Classification of DNA sequences into splice-junction types (EI, IE, N) using 1D Convolutional Neural Networks on the UCI "Molecular Biology (Splice-junction Gene Sequences)" dataset.
Splice junctions are points on a DNA sequence where "superfluous" intron DNA is removed during RNA processing. This project classifies 60-nucleotide DNA sequences into three categories:
- EI — exon-intron boundary (donor site)
- IE — intron-exon boundary (acceptor site)
- N — neither (non-splice region)
1D Conv filters of shape (kernel_size, 4) applied to one-hot encoded DNA are mathematically equivalent to position weight matrices (PWMs) — the standard tool in bioinformatics for scoring sequence motifs. The network learns motif detectors end-to-end:
- kernel_size controls motif length (e.g., 7 ≈ capturing splice-site consensus like GT...AG)
- GlobalMaxPooling provides translation invariance — a motif is detected regardless of position
- Dropout regularizes against overfitting on this small (~3,190 samples) dataset
| Model | Description |
|---|---|
| Model A — Baseline CNN | Conv1D → ReLU → GlobalMaxPool → Dense → Softmax (article-inspired) |
| Model B — Dilated Residual CNN | Residual blocks with dilated convolutions (rates 1,2,4) for larger receptive field |
.
├── notebooks/
│ └── splice_cnn_project.ipynb # Main notebook (run top-to-bottom)
├── src/
│ ├── data.py # Download, parse, encode, split
│ ├── models.py # Model A (baseline CNN) + Model B (dilated res CNN)
│ ├── train.py # Training loop with callbacks
│ ├── eval.py # Evaluation metrics + all plotting functions
│ └── utils.py # Seeding, logging, helpers
├── outputs/
│ ├── figures/ # Saved plots (auto-generated)
│ ├── results.csv # Per-run results log
│ ├── model_comparison.csv # Summary table
│ ├── hyperparam_study_A.csv # Hyperparameter study — Model A
│ └── hyperparam_study_B.csv # Hyperparameter study — Model B
├── data/ # Auto-downloaded UCI data
├── README.md
├── presentation.md
└── requirements.txt
# 1. Create virtual environment & install dependencies
python3 -m venv .venv
source .venv/bin/activate
pip install -r requirements.txt
# 2. Run the notebook
cd notebooks
jupyter notebook splice_cnn_project.ipynbThe notebook automatically downloads the dataset from UCI on first run.
- Python 3.10+
- TensorFlow >= 2.16 / Keras 3
- numpy, pandas, scikit-learn, matplotlib, requests
All experiments run on CPU (no GPU required). Full pipeline takes ~15-30 minutes.
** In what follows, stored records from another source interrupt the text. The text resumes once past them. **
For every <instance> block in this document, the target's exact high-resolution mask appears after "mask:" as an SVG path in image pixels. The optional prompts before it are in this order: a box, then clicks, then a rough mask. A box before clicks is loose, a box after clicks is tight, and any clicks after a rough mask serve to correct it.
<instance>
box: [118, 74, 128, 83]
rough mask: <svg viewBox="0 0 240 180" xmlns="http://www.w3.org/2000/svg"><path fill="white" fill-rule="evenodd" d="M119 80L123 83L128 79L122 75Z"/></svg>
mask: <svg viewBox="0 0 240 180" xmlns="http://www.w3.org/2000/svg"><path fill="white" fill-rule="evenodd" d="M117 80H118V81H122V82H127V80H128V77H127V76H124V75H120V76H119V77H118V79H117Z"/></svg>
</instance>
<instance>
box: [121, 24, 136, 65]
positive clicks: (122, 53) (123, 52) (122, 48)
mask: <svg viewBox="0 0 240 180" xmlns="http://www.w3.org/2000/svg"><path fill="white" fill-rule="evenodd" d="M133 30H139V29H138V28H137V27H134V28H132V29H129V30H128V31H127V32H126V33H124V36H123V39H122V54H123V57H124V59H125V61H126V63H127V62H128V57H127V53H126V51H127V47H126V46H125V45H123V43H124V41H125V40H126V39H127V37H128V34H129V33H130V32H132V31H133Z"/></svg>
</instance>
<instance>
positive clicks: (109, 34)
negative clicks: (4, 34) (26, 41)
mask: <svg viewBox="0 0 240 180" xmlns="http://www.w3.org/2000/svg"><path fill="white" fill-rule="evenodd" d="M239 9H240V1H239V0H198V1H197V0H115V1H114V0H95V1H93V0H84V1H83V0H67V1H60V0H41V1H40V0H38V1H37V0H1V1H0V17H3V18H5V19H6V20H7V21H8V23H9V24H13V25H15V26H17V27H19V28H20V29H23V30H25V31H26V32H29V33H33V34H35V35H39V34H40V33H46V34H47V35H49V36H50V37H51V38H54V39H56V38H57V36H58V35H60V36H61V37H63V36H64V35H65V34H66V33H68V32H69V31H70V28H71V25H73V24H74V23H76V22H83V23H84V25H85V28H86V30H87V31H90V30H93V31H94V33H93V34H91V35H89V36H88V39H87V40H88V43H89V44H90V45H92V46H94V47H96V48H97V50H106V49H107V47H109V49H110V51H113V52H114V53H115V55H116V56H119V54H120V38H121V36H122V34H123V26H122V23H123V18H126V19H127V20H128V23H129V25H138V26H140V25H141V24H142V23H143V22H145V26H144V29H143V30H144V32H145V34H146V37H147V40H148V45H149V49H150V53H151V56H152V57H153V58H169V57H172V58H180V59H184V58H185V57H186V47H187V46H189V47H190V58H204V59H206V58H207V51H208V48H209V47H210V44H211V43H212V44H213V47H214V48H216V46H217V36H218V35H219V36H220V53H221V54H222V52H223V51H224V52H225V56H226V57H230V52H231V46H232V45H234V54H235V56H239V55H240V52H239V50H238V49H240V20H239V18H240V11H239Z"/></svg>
- Split: Stratified 70/15/15 (train/val/test)
- Optimizer: Adam (lr=1e-3) with ReduceLROnPlateau
- Early stopping: patience=10 on validation loss
- Reproducibility: 3 random seeds (42, 123, 777), reporting mean ± std
| Model | Accuracy (mean ± std) | Macro-F1 (mean ± std) |
|---|---|---|
| Baseline CNN (A) | 0.784 ± 0.017 | 0.768 ± 0.018 |
| Dilated Res CNN (B) | 0.856 ± 0.009 | 0.851 ± 0.007 |
| Parameter | Values | Observation |
|---|---|---|
| kernel_size | 5, 7, 11 | 11 performs best (0.825 acc); larger kernels capture longer splice motifs |
| n_blocks | 1, 2, 3 | 2 blocks optimal (0.785); 1 block underfits (0.745) |
| dropout | 0.0, 0.3, 0.5 | Minimal effect in this range; 0.0 slightly best (0.787) |
- Conv1D filters learn biologically meaningful splice-site motifs (GT/AG consensus)
- Dropout is critical for this small dataset — removing it causes clear overfitting
- Dilated convolutions modestly improve performance by capturing longer-range context
- EI and IE classes are occasionally confused (both are splice sites with structural similarities)
- Source: UCI ML Repository — Dataset #69
- Size: 3,190 sequences × 60 nucleotides
- Classes: EI (767), IE (768), N (1,655)
- Preprocessing: ambiguous nucleotides (N, D, S, R, etc.) replaced with random ACGT
- Noordewier, M.O., Towell, G.G., Shavlik, J.W. (1991). Training Knowledge-Based Neural Networks to Recognize Genes in DNA Sequences. Advances in Neural Information Processing Systems.
- UCI Machine Learning Repository: Molecular Biology (Splice-junction Gene Sequences) Data Set.